Although what constitutes practitioner research can vary enormously, there are a number of key features which differentiate it, and related approaches, from other forms of research.

Related to practice

By definition, practitioner research involves the investigation of individual practice. This could be in the form of an Associate Lecturer researching her/his own tutor group or a central or regional academic researching an element of teaching and learning on a module or programme. The extent to which the research can influence that practice, and therefore students, varies greatly between something that has a great effect on a small number of students and a change in a module which can have a smaller effect on a whole cohort of students.

Collaborative

Practitioner research can be, and often is, undertaken by individuals on their own but there is a tradition in action research that it can involve other groups, particularly those being researched, as part of the process. As such practitioner research could equally involve colleagues and students as co-researchers.

Qualitative rather than quantitative

Practitioner research is generally regarded as small-scale and qualitative in nature. This is often because it is undertaken by individuals into their own practice and so the numbers involved are necessarily small and so perhaps better suited to qualitative approaches. This need not necessarily be the case and practitioner research can involve large groups of students. What is important is that the approach used, whether qualitative or quantitative, is suited to the purpose of the research rather than necessarily the numbers involved.

Reflective

Practitioner research should involve reflection and indeed the action research cycle specifically focuses on reflection as part of the cycle.
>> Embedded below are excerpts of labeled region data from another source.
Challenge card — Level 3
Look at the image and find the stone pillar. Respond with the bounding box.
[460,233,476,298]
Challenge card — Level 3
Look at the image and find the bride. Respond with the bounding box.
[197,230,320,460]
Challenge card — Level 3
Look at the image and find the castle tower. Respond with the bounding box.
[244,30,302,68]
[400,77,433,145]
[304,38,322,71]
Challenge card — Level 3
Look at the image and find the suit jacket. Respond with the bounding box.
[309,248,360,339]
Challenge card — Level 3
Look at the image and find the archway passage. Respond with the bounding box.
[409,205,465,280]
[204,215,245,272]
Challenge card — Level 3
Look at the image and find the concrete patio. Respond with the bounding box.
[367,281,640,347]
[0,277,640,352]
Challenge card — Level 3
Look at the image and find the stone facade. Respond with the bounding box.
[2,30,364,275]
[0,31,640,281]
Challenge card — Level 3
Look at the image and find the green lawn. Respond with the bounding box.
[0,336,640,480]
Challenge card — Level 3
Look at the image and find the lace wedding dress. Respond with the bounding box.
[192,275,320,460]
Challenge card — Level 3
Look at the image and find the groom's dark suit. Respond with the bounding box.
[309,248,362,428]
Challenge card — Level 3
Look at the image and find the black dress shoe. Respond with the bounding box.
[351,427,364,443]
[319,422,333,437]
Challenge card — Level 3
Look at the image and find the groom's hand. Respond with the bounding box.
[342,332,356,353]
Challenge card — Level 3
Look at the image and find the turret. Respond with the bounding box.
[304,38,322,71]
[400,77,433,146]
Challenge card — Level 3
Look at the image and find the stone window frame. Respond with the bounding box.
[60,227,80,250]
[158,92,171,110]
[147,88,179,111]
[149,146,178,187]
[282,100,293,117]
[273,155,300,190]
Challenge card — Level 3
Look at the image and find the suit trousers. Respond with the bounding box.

Reflection can also occur at a number of levels, so as reflection on practice, where the research findings can influence or change an individual’s way of teaching or how students learn a particular aspect of a module. It can also mean reflection on process, so allowing the practitioner researcher to stand back from the research and identify whether the research already undertaken provides the answers to the questions asked.

Shared with colleagues

Practitioner research can be something you do entirely for yourself. However, just as the process can sometimes be made more interesting and insightful by being collaborative, so sharing the findings with colleagues, and indeed students, can add a different perspective to the research and enable them to learn from the experience as well.

Reported

Reporting the outcomes of practioner research is important for two reasons: Firstly, it ensures that the findings of the research are shared with others; secondly, it places a requirement on the practioner researcher to complete the research and also undertake it to a level that it can be shared with others.

Published

As with reporting, by publishing the findings of practitioner research the knowledge gained by the individual researcher can be shared with others. Publication can come in a number of forms: through a brief summary of the research posted on a tutor forum to a peer reviewed article.